When the several parts of the flesh are separated by disease, if the foundation remains, the power of the disorder is only half as great, and there is still a prospect of an easy recovery; but when that which binds the flesh to the bones is diseased, and no longer being separated from the muscles and sinews, ceases to give nourishment to the bone and to unite flesh and bone, and from being oily and smooth and glutinous becomes rough and salt and dry, owing to bad regimen, then all the substance thus corrupted crumbles away under the flesh and the sinews, and separates from the bone, and the fleshy parts fall away from their foundation and leave the sinews bare and full of brine, and the flesh again gets into the circulation of the blood and makes the previously-mentioned disorders still greater. And if these bodily affections be severe, still worse are the prior disorders; as when the bone itself, by reason of the density of the flesh, does not obtain sufficient air, but becomes mouldy and hot and gangrened and receives no nutriment, and the natural process is inverted, and the bone crumbling passes into the food, and the food into the flesh, and the flesh again falling into the blood makes all maladies that may occur more virulent than those already mentioned. But the worst case of all is when the marrow is diseased, either from excess or defect; and this is the cause of the very greatest and most fatal disorders, in which the whole course of the body is reversed.
There is a third class of diseases which may be conceived of as arising in three ways; for they are produced sometimes by wind, and sometimes by phlegm, and sometimes by bile. When the lung, which is the dispenser of the air to the body, is obstructed by rheums and its passages are not free, some of them not acting, while through others too much air enters, then the parts which are unrefreshed by air corrode, while in other parts the excess of air forcing its way through the veins distorts them and decomposing the body is enclosed in the midst of it and occupies the midriff thus numberless painful diseases are produced, accompanied by copious sweats. And oftentimes when the flesh is dissolved in the body, wind, generated within and unable to escape, is the source of quite as much pain as the air coming in from without; but the greatest pain is felt when the wind gets about the sinews and the veins of the shoulders, and swells them up, so twists back the great tendons and the sinews which are connected with them. These disorders are called tetanus and opisthotonus, by reason of the tension which accompanies them. The cure of them is difficult; relief is in most cases given by fever supervening. The white phlegm, though dangerous when detained within by reason of the air-bubbles, yet if it can communicate with the outside air, is less severe, and only discolours the body, generating leprous eruptions and similar diseases. When it is mingled with black bile and dispersed about the courses of the head, which are the divinest part of us, the attack if coming on in sleep, is not so severe; but when assailing those who are awake it is hard to be got rid of, and being an affection of a sacred part, is most justly called sacred. An acid and salt phlegm, again, is the source of all those diseases which take the form of catarrh, but they have many names because the places into which they flow are manifold.

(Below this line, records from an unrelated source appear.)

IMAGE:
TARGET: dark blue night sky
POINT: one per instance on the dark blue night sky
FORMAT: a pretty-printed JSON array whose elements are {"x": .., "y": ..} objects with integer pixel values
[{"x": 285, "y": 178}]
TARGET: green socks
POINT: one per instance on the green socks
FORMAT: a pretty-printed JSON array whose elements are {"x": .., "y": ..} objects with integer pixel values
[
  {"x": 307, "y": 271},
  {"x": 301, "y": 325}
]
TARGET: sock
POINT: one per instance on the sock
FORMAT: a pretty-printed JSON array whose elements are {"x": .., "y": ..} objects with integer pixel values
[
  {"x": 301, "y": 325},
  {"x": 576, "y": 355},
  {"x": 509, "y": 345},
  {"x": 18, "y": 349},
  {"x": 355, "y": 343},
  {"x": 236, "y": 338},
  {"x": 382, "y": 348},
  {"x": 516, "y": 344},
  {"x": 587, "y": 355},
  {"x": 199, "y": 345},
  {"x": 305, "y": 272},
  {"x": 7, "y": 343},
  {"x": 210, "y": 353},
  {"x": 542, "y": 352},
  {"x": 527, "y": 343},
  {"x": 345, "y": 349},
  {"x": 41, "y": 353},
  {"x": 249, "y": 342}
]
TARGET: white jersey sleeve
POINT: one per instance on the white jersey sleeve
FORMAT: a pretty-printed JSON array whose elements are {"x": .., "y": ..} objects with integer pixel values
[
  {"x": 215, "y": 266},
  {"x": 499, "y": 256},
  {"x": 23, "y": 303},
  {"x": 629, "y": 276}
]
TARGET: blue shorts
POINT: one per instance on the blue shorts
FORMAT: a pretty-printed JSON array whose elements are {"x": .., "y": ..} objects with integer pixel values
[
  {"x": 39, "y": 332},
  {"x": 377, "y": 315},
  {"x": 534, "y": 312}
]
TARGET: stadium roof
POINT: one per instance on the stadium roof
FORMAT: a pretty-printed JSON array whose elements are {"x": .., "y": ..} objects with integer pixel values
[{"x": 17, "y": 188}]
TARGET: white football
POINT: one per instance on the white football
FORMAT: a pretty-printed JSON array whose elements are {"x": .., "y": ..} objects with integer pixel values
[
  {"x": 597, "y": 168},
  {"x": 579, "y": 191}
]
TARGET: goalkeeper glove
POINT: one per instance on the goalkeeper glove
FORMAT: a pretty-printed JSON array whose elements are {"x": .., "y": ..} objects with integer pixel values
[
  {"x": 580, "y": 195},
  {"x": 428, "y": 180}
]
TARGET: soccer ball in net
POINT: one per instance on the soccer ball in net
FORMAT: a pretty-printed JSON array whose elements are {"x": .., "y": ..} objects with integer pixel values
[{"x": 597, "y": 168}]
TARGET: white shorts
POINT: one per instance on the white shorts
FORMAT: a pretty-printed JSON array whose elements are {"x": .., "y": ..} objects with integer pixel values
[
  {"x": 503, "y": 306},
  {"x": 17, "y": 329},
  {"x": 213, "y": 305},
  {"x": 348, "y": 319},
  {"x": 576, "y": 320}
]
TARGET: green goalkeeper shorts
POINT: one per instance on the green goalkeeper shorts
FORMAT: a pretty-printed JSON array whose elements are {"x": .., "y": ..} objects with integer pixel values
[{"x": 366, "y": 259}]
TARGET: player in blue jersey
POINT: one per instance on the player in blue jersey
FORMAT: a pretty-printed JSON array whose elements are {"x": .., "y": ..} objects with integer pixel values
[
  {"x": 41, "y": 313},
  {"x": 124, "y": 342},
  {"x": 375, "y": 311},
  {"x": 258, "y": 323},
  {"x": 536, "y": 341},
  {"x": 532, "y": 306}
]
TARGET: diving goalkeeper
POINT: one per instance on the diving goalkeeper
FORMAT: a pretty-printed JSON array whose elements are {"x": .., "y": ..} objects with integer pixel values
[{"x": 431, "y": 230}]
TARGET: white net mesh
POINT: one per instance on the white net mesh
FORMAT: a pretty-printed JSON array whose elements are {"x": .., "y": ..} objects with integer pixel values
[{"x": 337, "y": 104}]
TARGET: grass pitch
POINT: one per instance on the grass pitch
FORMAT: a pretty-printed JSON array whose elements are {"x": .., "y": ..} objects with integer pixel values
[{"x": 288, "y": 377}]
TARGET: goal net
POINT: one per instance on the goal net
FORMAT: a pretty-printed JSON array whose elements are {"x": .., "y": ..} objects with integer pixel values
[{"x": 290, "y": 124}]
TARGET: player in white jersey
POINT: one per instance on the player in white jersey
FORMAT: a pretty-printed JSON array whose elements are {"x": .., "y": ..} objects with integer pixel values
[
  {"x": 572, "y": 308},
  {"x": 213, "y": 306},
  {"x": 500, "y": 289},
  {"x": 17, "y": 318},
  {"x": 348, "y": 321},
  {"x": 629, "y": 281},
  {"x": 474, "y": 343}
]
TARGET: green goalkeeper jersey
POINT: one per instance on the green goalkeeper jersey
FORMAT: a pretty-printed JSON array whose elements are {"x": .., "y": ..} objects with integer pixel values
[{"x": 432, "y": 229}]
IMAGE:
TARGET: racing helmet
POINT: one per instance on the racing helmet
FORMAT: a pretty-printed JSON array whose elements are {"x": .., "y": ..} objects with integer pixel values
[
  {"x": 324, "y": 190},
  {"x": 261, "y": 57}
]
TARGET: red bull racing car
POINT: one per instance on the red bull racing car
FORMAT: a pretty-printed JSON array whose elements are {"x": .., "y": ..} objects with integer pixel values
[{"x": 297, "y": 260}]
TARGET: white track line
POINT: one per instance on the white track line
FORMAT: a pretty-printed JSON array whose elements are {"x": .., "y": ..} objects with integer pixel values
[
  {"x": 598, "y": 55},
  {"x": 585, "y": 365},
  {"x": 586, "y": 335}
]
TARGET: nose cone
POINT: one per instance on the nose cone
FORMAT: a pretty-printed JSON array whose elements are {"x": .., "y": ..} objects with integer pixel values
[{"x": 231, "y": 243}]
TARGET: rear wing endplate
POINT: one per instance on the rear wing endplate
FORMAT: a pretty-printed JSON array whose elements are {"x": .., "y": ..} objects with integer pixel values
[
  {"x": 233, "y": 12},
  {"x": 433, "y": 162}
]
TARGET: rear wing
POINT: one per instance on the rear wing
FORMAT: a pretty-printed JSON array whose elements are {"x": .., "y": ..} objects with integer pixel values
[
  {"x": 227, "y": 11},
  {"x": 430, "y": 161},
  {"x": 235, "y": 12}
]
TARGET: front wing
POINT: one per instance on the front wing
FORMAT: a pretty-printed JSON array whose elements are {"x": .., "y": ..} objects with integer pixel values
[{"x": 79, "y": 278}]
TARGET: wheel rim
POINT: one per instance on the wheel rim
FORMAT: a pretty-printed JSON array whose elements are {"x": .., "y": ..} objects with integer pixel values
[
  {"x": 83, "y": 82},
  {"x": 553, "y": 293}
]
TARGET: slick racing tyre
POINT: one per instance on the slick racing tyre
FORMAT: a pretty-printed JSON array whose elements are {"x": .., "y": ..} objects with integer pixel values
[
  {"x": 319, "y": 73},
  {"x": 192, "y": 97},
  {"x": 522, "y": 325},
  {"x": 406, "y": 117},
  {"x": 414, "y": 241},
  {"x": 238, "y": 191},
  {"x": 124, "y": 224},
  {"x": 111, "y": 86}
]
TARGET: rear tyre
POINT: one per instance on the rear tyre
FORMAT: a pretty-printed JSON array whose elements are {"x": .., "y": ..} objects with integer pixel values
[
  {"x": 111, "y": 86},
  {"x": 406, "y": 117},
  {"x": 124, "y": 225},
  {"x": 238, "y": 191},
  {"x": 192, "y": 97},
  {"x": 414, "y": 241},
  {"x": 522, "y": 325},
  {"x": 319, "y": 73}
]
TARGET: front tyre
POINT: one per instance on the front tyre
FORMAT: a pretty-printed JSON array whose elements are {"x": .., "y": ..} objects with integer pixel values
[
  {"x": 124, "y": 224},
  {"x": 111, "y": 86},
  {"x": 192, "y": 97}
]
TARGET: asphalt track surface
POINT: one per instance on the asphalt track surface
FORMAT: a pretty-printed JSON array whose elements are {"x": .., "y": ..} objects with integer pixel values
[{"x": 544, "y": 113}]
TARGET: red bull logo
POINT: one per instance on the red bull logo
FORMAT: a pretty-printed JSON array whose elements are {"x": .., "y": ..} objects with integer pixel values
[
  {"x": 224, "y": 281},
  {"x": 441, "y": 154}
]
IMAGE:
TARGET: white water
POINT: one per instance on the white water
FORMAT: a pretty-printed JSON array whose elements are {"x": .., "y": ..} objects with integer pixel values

Inflammations of the body come from burnings and inflamings, and all of them originate in bile. When bile finds a means of discharge, it boils up and sends forth all sorts of tumours; but when imprisoned within, it generates many inflammatory diseases, above all when mingled with pure blood; since it then displaces the fibres which are scattered about in the blood and are designed to maintain the balance of rare and dense, in order that the blood may not be so liquefied by heat as to exude from the pores of the body, nor again become too dense and thus find a difficulty in circulating through the veins. The fibres are so constituted as to maintain this balance; and if any one brings them all together when the blood is dead and in process of cooling, then the blood which remains becomes fluid, but if they are left alone, they soon congeal by reason of the surrounding cold. The fibres having this power over the blood, bile, which is only stale blood, and which from being flesh is dissolved again into blood, at the first influx coming in little by little, hot and liquid, is congealed by the power of the fibres; and so congealing and made to cool, it produces internal cold and shuddering. When it enters with more of a flood and overcomes the fibres by its heat, and boiling up throws them into disorder, if it have power enough to maintain its supremacy, it penetrates the marrow and burns up what may be termed the cables of the soul, and sets her free; but when there is not so much of it, and the body though wasted still holds out, the bile is itself mastered, and is either utterly banished, or is thrust through the veins into the lower or upper-belly, and is driven out of the body like an exile from a state in which there has been civil war; whence arise diarrhoeas and dysenteries, and all such disorders.